On $ X = (0,1) \times (0,1) $ with anti lexicographic order topology find the character of topological space $X$ ( anti lexicographic order On $ X = (0,1) \times (0,1) $ with anti lexicographic order topology find the character of topological space $X$  ( anti lexicographic order : $(x_1,y_1) < (x_2,y_2) \iff y_1 < y_2 \text{ or } ( \ y_1 = y_2 \text{ and } \ x_1<x_2 ) $.
I could use at least a hint.
Definition of character: https://proofwiki.org/wiki/Definition:Character_of_Point_in_Topological_Space
 A: For $(x,y)\in X$ the sub-space $Y_y=(0,1)\times \{y\}$ is open in $X$ and is homeomorphic to $(0,1),$ which  is $1$st-countable.
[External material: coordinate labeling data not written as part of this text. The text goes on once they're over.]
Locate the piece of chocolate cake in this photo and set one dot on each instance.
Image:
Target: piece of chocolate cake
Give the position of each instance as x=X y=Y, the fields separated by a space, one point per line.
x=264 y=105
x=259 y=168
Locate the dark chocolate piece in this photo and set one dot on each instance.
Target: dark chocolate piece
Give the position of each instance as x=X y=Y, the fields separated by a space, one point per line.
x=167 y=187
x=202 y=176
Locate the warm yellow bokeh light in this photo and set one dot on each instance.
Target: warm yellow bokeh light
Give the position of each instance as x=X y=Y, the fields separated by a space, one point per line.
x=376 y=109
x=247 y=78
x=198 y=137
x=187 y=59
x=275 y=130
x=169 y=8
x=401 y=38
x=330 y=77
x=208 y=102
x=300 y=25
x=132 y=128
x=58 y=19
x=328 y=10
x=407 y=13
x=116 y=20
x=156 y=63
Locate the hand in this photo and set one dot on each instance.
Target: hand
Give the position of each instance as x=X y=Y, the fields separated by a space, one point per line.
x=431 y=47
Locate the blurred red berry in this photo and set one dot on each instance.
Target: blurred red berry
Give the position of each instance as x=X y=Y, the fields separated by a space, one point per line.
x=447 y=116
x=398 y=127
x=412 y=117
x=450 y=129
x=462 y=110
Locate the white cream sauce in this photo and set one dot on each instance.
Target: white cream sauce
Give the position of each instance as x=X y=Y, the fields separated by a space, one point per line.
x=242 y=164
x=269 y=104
In any space $X,$ if $p\in Y\subset X$ where $Y$ is a $1$st-countable open sub-space of $X$ then $p$ has countable character in $X.$
Note : $(x,y)$ denotes an ordered pair but $(0,1)$ denotes an  interval.
A: It is easy to see $X$ is first countable (e.g. see here), which means $\chi(x, X)$ (character of $x$) $\leq \aleph_0$. Now we want to prove $\chi(x, X)\geq \aleph_0$. For the sake of contradiction, let $\mathcal B_x$ be a finite local base of $x$. The intersection $\bigcap \mathcal B_x$ is clearly open. $\bigcap \mathcal B_x\neq\{x\}$ as one-point sets are not open in $X$. If $\bigcap\mathcal B_x$ consists of at least two points, say $y\neq x$, then $X$ cannot be $T_1$. For if $U$ is an open set containing $x$ but not $y$, by definition of a local base, there exists $B_i\in \mathcal B_x$ such that $B_i\subset U$. As $\bigcap\mathcal B_x\subset B_i\subset U$, $\bigcap\mathcal B_x$ cannot contain $y$, a contradiction. We know that order topology is $T_1$ (in fact, completely normal), thus a finite local base of $x$ doesn't exist, which means $\chi(x, X)=\aleph_0$.